Friday, August 20, 2010

A View From the Top: Four Publishers Discuss our Industry

These are my rough notes from the SCBWI LA Summer Conference, 2010. Apologies - a bit sketchy and at times I lost track of who said what here...

Justin Chanda: Simon & Schuster

Jennifer Hunt: Little Brown Books

Stephanie Owens Lurie: Disney-Hyperion

Francesco Sedita: Penguin Young Readers

Francesco: Young readers want something they feel they can read, but isn't so light-weight that they feel incompetent. Must be readable for reluctant readers. Illustrated.

Stephanie: 80% of titles are commercial. 20% are literary, award winning books.

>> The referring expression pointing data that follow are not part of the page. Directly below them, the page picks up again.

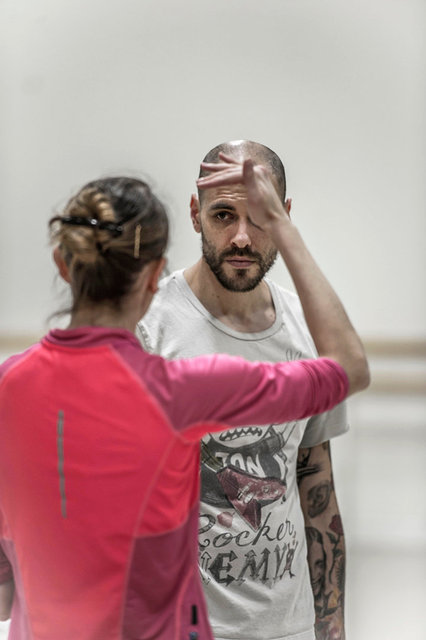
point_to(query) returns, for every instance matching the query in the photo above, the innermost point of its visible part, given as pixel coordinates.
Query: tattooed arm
(325, 540)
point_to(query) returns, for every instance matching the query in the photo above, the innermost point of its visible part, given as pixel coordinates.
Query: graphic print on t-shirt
(244, 473)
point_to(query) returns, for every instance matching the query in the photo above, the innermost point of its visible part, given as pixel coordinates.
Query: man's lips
(240, 263)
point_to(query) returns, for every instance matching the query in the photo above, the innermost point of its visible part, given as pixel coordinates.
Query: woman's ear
(61, 264)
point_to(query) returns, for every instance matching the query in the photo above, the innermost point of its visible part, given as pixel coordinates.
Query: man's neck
(248, 311)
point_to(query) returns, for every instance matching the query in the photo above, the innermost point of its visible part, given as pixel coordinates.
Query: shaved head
(242, 149)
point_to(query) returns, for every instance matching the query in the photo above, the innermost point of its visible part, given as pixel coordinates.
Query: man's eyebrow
(221, 205)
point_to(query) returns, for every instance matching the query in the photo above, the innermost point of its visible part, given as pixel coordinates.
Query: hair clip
(137, 245)
(112, 227)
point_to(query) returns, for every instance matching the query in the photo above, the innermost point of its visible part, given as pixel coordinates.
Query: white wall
(337, 88)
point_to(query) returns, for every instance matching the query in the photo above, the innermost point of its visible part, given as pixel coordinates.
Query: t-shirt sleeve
(210, 393)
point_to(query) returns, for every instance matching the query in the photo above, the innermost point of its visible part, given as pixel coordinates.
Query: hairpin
(137, 245)
(112, 227)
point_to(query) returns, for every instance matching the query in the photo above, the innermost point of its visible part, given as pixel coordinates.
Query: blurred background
(338, 90)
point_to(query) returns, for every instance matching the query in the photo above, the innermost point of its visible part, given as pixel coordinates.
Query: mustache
(241, 253)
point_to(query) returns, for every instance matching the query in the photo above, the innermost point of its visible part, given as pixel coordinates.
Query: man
(260, 489)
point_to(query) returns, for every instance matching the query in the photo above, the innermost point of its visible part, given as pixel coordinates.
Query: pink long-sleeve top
(99, 477)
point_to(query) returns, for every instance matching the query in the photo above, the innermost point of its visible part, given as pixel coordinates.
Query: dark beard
(240, 281)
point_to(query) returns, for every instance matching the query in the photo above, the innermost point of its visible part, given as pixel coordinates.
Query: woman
(99, 451)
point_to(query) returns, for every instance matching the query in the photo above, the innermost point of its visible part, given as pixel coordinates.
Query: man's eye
(223, 215)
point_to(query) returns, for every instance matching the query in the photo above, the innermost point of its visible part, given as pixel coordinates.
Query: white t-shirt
(252, 548)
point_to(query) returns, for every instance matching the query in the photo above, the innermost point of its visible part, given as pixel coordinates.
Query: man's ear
(154, 276)
(195, 213)
(61, 264)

Justin: The commercial v. literary divide is false.

The state of the US market today:

Francesco: The rules may be wiggling. We need content first and foremost. Want the newest, most exciting, out-of-the-box stories.

Justin: If your face is melting because you love it so much, we will acquire it.

Stephanie: Twilight, Diary of a Wimpy Kid are selling in huge numbers – never seen before. The “No Child Left Behind” initiative damaged trade picture books. Teachers had no time to use trade books because they were all spending time teaching to the test.

Embracing technology trend – interaction with picture books.

Where there are no shelf space issues, the ratio is 50/50 picture books/novels.

If you're not making mistakes, you're not taking risks.”

No kids' magazines anymore, so it's hard to market books to kids.

Ebooks – Justin thinks they're great. Every hardback goes to eBook at Simon & Schuster.

Loser Queen” - you can co-author a story online by voting.

39 Clues

Proposal for digital would be considered. Learn together. Pay attention. Give your opinion/suggestions.

Enhanced book” includes an app., interviews, photos, games etc.

Kids in Walt Disney World after dark - “Kingdom Keepers” series. Cult book – trans-media game. Had to read book to play the game. Gave you keys. 3rd book sold 70% higher than 1st two.